Thursday, February 21st, 2013
In this shocking report a human rights organization working in Burma reveals that sixty-six churches have been burned down by the Burmese military since the beginning of a military offensive in June 2011. The Burmese military, which is made up completely of Buddhist troops, has been at war with the ethnic Kachin, who are over 90% Christian, for decades. A cease-fire between the groups ended when the Burmese military attacked again in June 2011. According to this article they have waged “unequal warfare” on Christian holy days and torched sixty-six churches in just a year and a half.
Sunday, February 3rd, 2013
With a military offensive by the Buddhist Burmese army still underway against the pre-dominantly Christian Kachin ethnic group, European Parliamentarians have sent an urgent letter to the foreign policy chief of the EU calling for an end to the violence. Churches are being damaged and Christian civilians are being killed on a daily basis.
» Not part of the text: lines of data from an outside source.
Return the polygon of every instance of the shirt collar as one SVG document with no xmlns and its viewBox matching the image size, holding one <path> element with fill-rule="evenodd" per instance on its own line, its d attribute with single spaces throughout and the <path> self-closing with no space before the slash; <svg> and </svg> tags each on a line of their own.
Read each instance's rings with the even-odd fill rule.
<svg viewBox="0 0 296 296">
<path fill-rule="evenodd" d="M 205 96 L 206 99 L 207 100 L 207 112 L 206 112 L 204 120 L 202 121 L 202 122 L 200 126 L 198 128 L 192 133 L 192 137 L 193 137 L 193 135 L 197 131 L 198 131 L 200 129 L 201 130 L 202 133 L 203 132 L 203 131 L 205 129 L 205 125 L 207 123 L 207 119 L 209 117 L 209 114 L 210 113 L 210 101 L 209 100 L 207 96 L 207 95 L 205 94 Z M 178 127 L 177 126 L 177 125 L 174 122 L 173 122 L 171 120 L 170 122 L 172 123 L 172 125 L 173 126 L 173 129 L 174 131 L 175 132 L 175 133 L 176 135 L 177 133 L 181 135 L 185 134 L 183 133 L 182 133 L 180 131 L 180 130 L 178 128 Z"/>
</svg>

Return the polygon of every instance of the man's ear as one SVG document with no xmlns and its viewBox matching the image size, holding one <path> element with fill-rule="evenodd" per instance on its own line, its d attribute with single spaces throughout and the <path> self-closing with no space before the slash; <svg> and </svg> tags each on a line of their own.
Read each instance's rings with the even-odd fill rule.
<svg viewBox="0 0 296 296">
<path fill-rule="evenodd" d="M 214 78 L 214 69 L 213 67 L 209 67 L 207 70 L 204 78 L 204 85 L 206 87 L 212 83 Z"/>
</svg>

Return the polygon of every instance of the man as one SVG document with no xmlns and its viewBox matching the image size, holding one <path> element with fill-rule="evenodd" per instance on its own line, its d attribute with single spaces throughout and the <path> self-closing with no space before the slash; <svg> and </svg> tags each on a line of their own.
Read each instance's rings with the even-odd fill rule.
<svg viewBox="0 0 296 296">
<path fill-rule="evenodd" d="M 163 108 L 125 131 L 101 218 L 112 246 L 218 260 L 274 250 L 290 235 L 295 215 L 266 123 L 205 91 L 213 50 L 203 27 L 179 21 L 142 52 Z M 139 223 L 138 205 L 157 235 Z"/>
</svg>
Tuesday, January 22nd, 2013
Even as Burma promises to continue making large political reforms and greatly increase freedoms within the country, the Burmese military is continuing an offensive against the ethnic Kachin people. The Kachin are mostly Christian (some estimates say more than 98%) and have been seeking independence from Burma for decades. Adding an element of persecution to the conflict is the tendency of the Burmese military to discriminate against the Kachin for their Christian faith.
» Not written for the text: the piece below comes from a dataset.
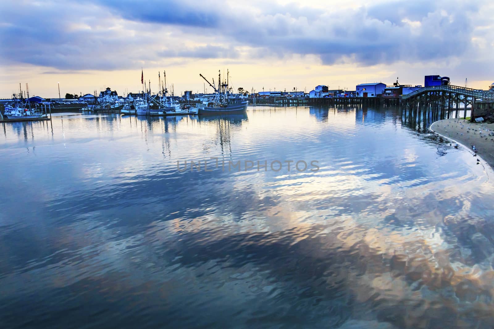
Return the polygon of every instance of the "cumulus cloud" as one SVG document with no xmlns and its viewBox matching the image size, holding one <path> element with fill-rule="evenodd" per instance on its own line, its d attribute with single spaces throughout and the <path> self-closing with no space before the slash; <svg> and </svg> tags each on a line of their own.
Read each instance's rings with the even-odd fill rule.
<svg viewBox="0 0 494 329">
<path fill-rule="evenodd" d="M 492 24 L 487 1 L 329 2 L 318 8 L 211 0 L 3 5 L 2 60 L 63 70 L 129 68 L 169 57 L 241 61 L 293 55 L 316 55 L 326 65 L 369 66 L 492 47 L 492 34 L 482 28 Z M 481 52 L 469 53 L 480 58 Z"/>
</svg>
Friday, January 18th, 2013
The Burmese military has stepped up its offensive against the pre-dominantly Christian Kachin ethnic group living in the North of the country. Last week, a 76 year-old Christian pastor in Liaza was killed by artillery shelling. Catholic church leaders are calling for a resolution to the escalating conflict even as tens of thousands of refugees flee their villages.
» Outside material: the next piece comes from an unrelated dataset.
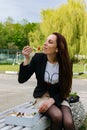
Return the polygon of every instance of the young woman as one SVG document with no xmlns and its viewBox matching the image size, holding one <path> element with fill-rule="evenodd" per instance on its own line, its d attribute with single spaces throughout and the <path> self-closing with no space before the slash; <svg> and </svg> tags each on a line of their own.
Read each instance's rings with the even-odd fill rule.
<svg viewBox="0 0 87 130">
<path fill-rule="evenodd" d="M 37 86 L 33 96 L 40 113 L 51 118 L 51 130 L 75 130 L 71 110 L 66 98 L 72 85 L 72 67 L 67 43 L 60 33 L 49 35 L 43 45 L 43 53 L 36 53 L 30 60 L 32 48 L 25 46 L 22 54 L 18 81 L 27 81 L 33 73 Z"/>
</svg>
Tuesday, January 15th, 2013
The Burmese military, made up almost entirely of hardline Buddhist soldiers, has been conducting a military offensive against the Christian Kachin ethnic people of Burma for more than a year and a half. Over the last few weeks attacks have escalated with strikes by jets and attack helicopters. Two days ago the military hit Liaza, the headquarters of the Kachin Independence Organization, with artillery shells, killing a 76 year-old pastor and a 15 year-old boy.
Monday, October 29th, 2012
“Despite the praise that Burma (Myanmar) has attracted this year for its recent reforms, the Christian minority there continues to be persecuted,” Barnabas Aid reports in this prayer update for Christians in Burma. According to a recent report, there have been more than 40 incidents of ill-treatment or torture, and 24 official complaints of religious freedom violations and other human rights abuses. “These include the intimidation and harassment of pastors and other Christian workers, sexual violence, forced labour, closure of churches and disruption of worship services,” reports Barnabas Aid.
Friday, July 27th, 2012
“Burmese opposition leader Aung San Suu Kyi has called for laws to protect the rights of ethnic minority groups in her first statement in parliament,” BBC reports. Included among the ethnic minorities are Hmong and Kachin Christians who have suffered from severe oppression and persecution for years.
Thursday, July 26th, 2012
Maung, a Kachin Christian, was granted asylum in the U.S. after fleeing northern Burma in 1998. Maung’s grandparents became Christians when a missionary came to their village in the early 1900s. Today, Christians in Burma face discrimination and persecution.
Saturday, June 9th, 2012
Although Burma recently released a well-known pro-democracy activist who had spent two decades in prison or under house arrest, Burmese Christian refugees are still hesitant to return to their homeland where they will still likely face severe persecution.